I am processing some data collected in a driving simulator, and I needed to plot the velocity against the location. I managed to convert the velocity and location values into 2 numpy arrays. Due to the settings of the simulator, the location array is continuously decreasing. The sample array is [5712.114 5711.662 5711.209 ... 3185.806 3185.525 3185.243]. Similarly, the velocity array is also decreasing because we were testing the brake behavior. Example array: [27.134 27.134 27.134 ... 16.87 16.872 16.874].

So, when I plot these 2 arrays, what I should see should be a negatively sloped line, and both x and y axis should have decreasing numbers. I used the code below to plot them:

plotting_x = np.array(df["SubjectX"].iloc[start_index-2999:end_index 3000])
plotting_y = np.array(df["Velocity"].iloc[start_index-2999:end_index 3000])
plt.plot(plotting_x, plotting_y, "r")

What I saw is a graph attached here. Anyone know what went wrong? Does Matplotlib not allow decreasing series? Thanks! Matplotlib plot

CodePudding user response:

The problem is that by default matplotlib always defines the x axis increasing, so it will map the points following that rule. Try to reverse it by dong:

ax = plt.gca()
ax.invert_xaxis()

After the plot call.

CodePudding user response:

From what I understand, since both the position and the velocity are decreasing, there is nothing wrong with the plot, simply the first point is in the top right corner and the last is in the bottom left.

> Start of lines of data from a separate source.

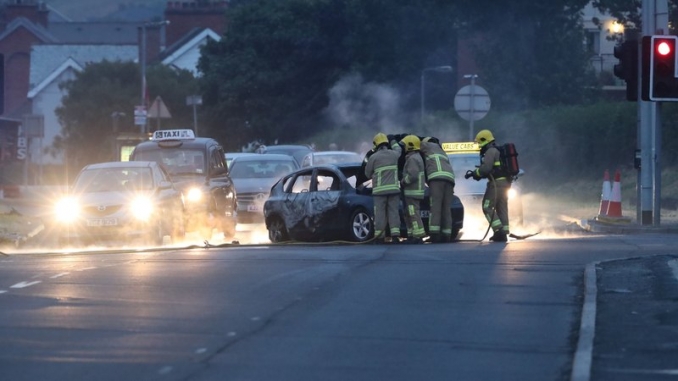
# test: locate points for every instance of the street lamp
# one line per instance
(439, 69)
(194, 100)
(142, 59)
(472, 77)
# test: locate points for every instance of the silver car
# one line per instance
(253, 177)
(120, 201)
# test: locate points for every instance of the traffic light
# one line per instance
(627, 68)
(659, 68)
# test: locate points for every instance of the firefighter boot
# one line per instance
(499, 236)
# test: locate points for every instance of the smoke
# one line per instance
(367, 108)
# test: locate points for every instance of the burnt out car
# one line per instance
(328, 203)
(197, 167)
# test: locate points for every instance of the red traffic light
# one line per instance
(664, 48)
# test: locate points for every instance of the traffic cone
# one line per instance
(605, 196)
(614, 207)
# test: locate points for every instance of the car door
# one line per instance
(294, 204)
(324, 211)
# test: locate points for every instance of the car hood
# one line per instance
(109, 198)
(254, 185)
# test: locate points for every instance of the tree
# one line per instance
(103, 88)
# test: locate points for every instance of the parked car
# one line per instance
(198, 169)
(324, 203)
(232, 155)
(465, 156)
(253, 176)
(296, 151)
(330, 157)
(120, 201)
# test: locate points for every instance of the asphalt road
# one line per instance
(463, 311)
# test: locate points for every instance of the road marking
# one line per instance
(581, 366)
(25, 284)
(673, 264)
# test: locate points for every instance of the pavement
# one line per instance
(643, 291)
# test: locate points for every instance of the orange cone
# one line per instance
(614, 207)
(605, 196)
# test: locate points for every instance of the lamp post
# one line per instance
(472, 77)
(194, 100)
(142, 59)
(439, 69)
(115, 117)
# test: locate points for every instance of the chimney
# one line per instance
(33, 10)
(186, 15)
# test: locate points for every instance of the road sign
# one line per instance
(472, 102)
(158, 109)
(140, 115)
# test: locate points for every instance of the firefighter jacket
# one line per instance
(437, 163)
(414, 175)
(490, 163)
(382, 168)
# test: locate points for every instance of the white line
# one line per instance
(25, 284)
(581, 366)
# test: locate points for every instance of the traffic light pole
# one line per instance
(655, 21)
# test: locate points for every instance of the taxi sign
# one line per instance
(460, 147)
(161, 135)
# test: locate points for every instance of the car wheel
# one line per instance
(277, 231)
(361, 227)
(228, 227)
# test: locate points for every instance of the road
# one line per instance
(463, 311)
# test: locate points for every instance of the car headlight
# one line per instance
(194, 195)
(141, 208)
(67, 209)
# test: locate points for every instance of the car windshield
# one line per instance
(176, 161)
(461, 164)
(114, 180)
(258, 169)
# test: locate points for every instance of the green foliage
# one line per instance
(107, 87)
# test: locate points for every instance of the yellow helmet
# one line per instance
(411, 143)
(484, 137)
(379, 139)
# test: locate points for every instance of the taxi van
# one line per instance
(465, 156)
(197, 167)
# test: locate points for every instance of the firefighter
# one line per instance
(382, 168)
(440, 179)
(495, 200)
(413, 188)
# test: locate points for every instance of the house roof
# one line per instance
(49, 61)
(21, 22)
(192, 40)
(95, 32)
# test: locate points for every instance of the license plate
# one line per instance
(254, 208)
(102, 222)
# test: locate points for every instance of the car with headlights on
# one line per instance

At a first glance, I would also say that the position is always decreasing (the vehicle never jumps back) while the velocity has a more interesting behaviour.

You can check if this is the case plotting in two steps with two colours:

plotting_x = np.array(df["SubjectX"].iloc[start_index-2999:end_index])
plotting_y = np.array(df["Velocity"].iloc[start_index-2999:end_index])
plt.plot(plotting_x, plotting_y, "r", label="first")

and

plotting_x = np.array(df["SubjectX"].iloc[start_index:end_index 3000])
plotting_y = np.array(df["Velocity"].iloc[start_index:end_index 3000])
plt.plot(plotting_x, plotting_y, "b", label="second")

then:

plt.legend()
plt.show()

To get a more usual representation you can revert the axis or use:

plotting_x = some_number - np.array(df["SubjectX"].iloc[start_index-2999:end_index 3000])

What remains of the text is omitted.